Literary and talent agency

Curtis Brown is a literary and talent agency based in London, UK. One of the oldest literary agencies in Europe, it was founded by Albert Curtis Brown in 1899. It is part of The Curtis Brown Group of companies.

==History==

Albert Curtis Brown was an American journalist who was the London correspondent for The New York Press. He also ran a press syndication agency. He started representing authors seeking publishing opportunities in Europe and the Americas.

The first deal he transacted was selling serial rights in John Oliver Hobbes’s The Vineyard. The literary agency element of Brown’s business was accommodated alongside his press agency in Henrietta Street, Covent Garden. In 1914, Curtis Brown opened its first international office in New York; subsequently, offices were opened in Paris, Berlin, Milan and Copenhagen.

During this period, Brown carried out agency business on behalf of a large number of well-known writers such as Kenneth Grahame, A. A. Milne and D. H. Lawrence. It also worked on behalf of prominent figures of the day including Winston Churchill, David Lloyd George and U.S. President Woodrow Wilson.

Curtis Brown wrote an autobiography called Contacts – published by Cassell in 1935. He ran the agency until 1935 when he was succeeded by his son Spencer Curtis Brown. Spencer ran the agency until his retirement in 1968 when he sold it to an investment company.
===After Brown family ownership===
The agency was instrumental in establishing the reputations of several British and American writers, including John Steinbeck, William Faulkner, Norman Mailer, C. P. Snow, Angus Wilson, Lawrence Durrell, Gerald Durrell, Gerald Butler, Kingsley Amis, Elizabeth Bowen and Isaiah Berlin.

In 1953 Spencer Curtis Brown Black head hunted Kitty Black and she became chief play reader at Curtis Brown. She played golf and used her connections to find clients that included Somerset Maugham and Samuel Beckett. She was involved with the noted production of Samuel Beckett's Waiting for Godot in 1956. She notably told John Osborne to "think again" about his play Look Back in Anger (1956) that would later transform British theatre.

===Management buyouts===
The agency was bought back by its management team in 1982.

In 1995, Jonathan Lloyd was recruited from the publishers HarperCollins to become managing director and two years later Nick Marston joined from rival agents AP Watt to begin the new film, theatre and television department.

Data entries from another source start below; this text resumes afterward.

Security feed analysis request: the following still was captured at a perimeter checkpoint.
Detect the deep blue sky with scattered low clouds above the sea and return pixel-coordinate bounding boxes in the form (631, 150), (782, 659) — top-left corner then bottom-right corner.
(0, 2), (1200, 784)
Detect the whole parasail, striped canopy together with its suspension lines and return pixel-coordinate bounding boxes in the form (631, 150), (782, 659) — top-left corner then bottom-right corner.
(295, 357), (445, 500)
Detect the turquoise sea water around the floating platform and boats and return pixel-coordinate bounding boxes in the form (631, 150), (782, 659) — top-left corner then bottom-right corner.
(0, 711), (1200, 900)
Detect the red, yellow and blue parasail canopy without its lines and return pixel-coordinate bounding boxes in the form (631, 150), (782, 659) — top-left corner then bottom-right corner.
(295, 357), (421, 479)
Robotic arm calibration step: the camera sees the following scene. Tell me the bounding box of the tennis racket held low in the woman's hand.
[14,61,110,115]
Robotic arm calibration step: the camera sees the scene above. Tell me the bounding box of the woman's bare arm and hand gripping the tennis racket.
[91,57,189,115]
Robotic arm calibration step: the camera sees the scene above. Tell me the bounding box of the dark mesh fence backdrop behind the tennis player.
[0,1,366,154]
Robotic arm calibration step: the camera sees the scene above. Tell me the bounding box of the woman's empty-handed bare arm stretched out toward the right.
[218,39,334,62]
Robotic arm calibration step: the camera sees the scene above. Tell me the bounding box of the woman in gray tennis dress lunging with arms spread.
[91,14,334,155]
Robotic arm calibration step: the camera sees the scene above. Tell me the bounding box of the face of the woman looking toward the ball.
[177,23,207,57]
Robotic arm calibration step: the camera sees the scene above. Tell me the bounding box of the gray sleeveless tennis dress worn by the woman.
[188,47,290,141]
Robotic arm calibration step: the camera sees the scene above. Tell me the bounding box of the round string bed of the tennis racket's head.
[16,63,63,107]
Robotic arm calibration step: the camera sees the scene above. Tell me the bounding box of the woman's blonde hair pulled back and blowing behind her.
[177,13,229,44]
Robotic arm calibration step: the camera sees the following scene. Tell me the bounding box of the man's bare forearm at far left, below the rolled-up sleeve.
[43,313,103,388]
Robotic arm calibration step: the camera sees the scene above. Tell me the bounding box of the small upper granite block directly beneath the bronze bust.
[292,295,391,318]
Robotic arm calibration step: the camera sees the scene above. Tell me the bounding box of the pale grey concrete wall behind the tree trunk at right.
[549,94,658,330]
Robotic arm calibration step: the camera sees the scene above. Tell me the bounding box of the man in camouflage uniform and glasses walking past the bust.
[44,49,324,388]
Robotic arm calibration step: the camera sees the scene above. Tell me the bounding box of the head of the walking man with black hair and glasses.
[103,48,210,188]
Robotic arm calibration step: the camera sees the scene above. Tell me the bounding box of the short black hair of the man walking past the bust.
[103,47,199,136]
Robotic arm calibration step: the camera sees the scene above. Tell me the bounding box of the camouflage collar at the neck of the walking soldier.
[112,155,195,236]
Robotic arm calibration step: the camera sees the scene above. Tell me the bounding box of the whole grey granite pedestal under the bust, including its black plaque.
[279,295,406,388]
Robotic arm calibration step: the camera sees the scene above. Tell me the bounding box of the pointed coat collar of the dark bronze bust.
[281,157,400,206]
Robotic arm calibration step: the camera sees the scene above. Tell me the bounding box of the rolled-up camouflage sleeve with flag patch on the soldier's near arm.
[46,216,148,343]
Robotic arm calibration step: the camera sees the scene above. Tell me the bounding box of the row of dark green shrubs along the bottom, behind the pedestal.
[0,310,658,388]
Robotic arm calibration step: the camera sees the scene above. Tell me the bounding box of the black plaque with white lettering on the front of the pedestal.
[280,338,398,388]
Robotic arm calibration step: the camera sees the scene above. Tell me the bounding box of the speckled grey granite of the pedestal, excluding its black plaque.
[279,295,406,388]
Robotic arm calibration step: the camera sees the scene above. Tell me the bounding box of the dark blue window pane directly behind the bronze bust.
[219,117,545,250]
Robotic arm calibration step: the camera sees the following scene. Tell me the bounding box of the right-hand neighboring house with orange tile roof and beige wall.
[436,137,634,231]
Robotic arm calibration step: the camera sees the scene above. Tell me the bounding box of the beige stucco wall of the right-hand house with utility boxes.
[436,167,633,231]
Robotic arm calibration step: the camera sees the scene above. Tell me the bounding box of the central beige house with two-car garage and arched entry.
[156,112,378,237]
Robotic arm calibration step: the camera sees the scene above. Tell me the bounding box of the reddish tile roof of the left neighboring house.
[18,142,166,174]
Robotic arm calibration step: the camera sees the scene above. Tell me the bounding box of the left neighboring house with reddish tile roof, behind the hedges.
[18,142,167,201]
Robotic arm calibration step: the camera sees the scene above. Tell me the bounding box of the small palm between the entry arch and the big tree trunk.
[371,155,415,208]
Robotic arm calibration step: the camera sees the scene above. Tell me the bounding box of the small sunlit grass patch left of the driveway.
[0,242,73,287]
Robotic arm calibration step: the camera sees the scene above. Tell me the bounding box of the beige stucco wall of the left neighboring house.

A further buy-out in 2001-2002 resulted in the present ownership of the agency by its management.

In 2008, Curtis Brown and ICM (International Creative Management) signed a deal for Curtis Brown to represent ICM’s clients in the UK and across the world.

In addition to its books, actors, presenters, theatre and television departments, the company has a film production arm launched in 2008, Cuba Pictures.

In May 2012, the company restructured its management team with Jonathan Lloyd becoming Chairman and with Ben Hall and Jonny Geller becoming joint Chief Executives.

In March 2013, Curtis Brown acquired a major stake in leading literary agency Conville & Walsh, finally acquiring the company in early 2015, changing its name to C&W Agency, as a division of the Curtis Brown Group.

===Acquisition===
In June 2022, United Talent Agency (UTA) acquired The Curtis Brown Group.

In April 2025, Cuba Pictures was sold to Vice Media.

==Former personnel==
- Kitty Black, literary agent, 1953–?
- Naomi Burton Stone, literary agent, 1939–1965
- Giles Gordon, literary agent, 1994–2003

==The Curtis Brown Prize==
The Curtis Brown Prize was established in 2006 in memory of agent Giles Gordon (1940-2003). Worth £1,500, it is awarded annually for the best writer of prose fiction on the University of East Anglia MA in Creative Writing (Prose Fiction) course, based on the material submitted by students for their MA assessment. The winner is chosen by a panel of Curtis Brown agents from a shortlist comprising all students in the year who achieve an MA with distinction. The inaugural award was made to Joe Dunthorne in 2006 for his novel Submarine. Other recipients are: Tamara Britten (2007), Daniel Timms (2008), Lauren Owen (2009), Gillian Daly (2010), Chelsey Flood (2011), Charlotte Stretch (2012).